Gastroenterology 4 Flashcards
What is Acalculous cholecystitis and what is it caused by?
Acute cholecystitis not due to gallstones.
Caused by gall bladder ischemia and stasis (commonly in critically ill patients).
AIDS Cholangiopathy is a result of what?
Chronic infection involving biliary tree, usually involving Cryptosporidium (most common) and CMV.
What is Ascending Cholangitis?
Stone blocks flow of bile (cholestasis) → GI bacteria ‘ascend’ in biliary tree and cause infections.
What is the clinical triad and pentad seen in Ascending Cholangitis?

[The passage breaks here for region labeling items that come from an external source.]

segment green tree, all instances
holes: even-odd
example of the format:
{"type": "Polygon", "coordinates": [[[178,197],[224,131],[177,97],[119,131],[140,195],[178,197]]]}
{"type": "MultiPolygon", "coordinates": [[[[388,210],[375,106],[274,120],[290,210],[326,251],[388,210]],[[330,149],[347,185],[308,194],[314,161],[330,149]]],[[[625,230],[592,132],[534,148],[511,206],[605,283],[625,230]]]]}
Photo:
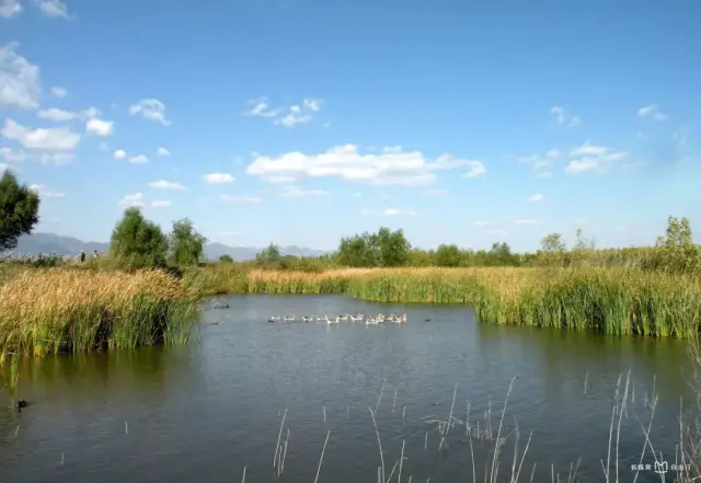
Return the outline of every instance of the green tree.
{"type": "Polygon", "coordinates": [[[668,249],[692,246],[693,238],[689,218],[667,218],[667,230],[664,235],[657,238],[656,244],[668,249]]]}
{"type": "Polygon", "coordinates": [[[170,261],[177,266],[197,265],[204,258],[207,239],[195,231],[189,218],[173,221],[169,235],[170,261]]]}
{"type": "Polygon", "coordinates": [[[355,237],[342,238],[337,260],[341,265],[354,267],[380,266],[380,248],[377,234],[367,231],[355,237]]]}
{"type": "Polygon", "coordinates": [[[273,264],[279,262],[281,256],[280,248],[275,243],[271,243],[266,249],[255,254],[255,261],[257,263],[273,264]]]}
{"type": "Polygon", "coordinates": [[[168,238],[139,208],[127,208],[112,231],[110,252],[133,268],[164,266],[168,238]]]}
{"type": "Polygon", "coordinates": [[[437,266],[457,267],[462,263],[462,253],[458,245],[443,244],[436,249],[434,261],[437,266]]]}
{"type": "Polygon", "coordinates": [[[540,241],[540,249],[545,253],[556,253],[565,251],[565,242],[562,233],[549,233],[540,241]]]}
{"type": "Polygon", "coordinates": [[[377,232],[377,244],[380,249],[382,266],[405,266],[409,264],[412,245],[404,235],[404,230],[392,231],[382,227],[377,232]]]}
{"type": "Polygon", "coordinates": [[[587,239],[584,237],[582,228],[577,228],[576,231],[577,241],[574,245],[575,251],[594,250],[596,248],[595,240],[593,238],[587,239]]]}
{"type": "Polygon", "coordinates": [[[512,253],[508,243],[496,242],[490,249],[489,257],[494,265],[518,265],[518,257],[512,253]]]}
{"type": "Polygon", "coordinates": [[[0,251],[18,245],[18,239],[30,234],[38,222],[39,196],[20,185],[10,171],[0,179],[0,251]]]}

Charcot’s triad: Fever, abdominal pain, jaundice.
Reynolds pentad: Fever, abdominal pain, jaundice, confusion, hypotension. Indicates sepsis and shock from infection.
What 3 diagnostic labs are seen in Ascending Cholangitis?
↑ WBC, ↑ Alk Phos»_space; ↑ AST/ALT, ↑ conjugated bilirubin (and total).
What are 3 common bacteria that cause Ascending Cholangitis?
Gram negatives: E. coli, Klebsiella, Enterobacter.
What is a rare cause of Ascending Cholangitis? What is a hallmark of this infection?
Clonorchis sinensis (Chinese liver fluke found in infected fish).
Will see peripheral eosinophilia due to helminth infection.
What are 2 treatment therapies for Ascending Cholangitis?
Antibiotics with Gram negative and anaerobic coverage.
Examples include Ampicillin-sulbactam and Ciprofloxacin-Metronidazole.
What is Endoscopic retrograde cholangiopancreatography (ERCP)?
Combination of endoscopy and fluoroscopy, can inject dye into bile duct to visualize obstruction or use tools on endoscope to pull out stone.
What is Gallstone ileus?
Massive gallstone erodes through gallbladder wall → Creates fistula with small intestine → large stone can cause bowel obstruction at ileocecal valve.
What is a key radiologic imaging finding seen in Gallstone ileus?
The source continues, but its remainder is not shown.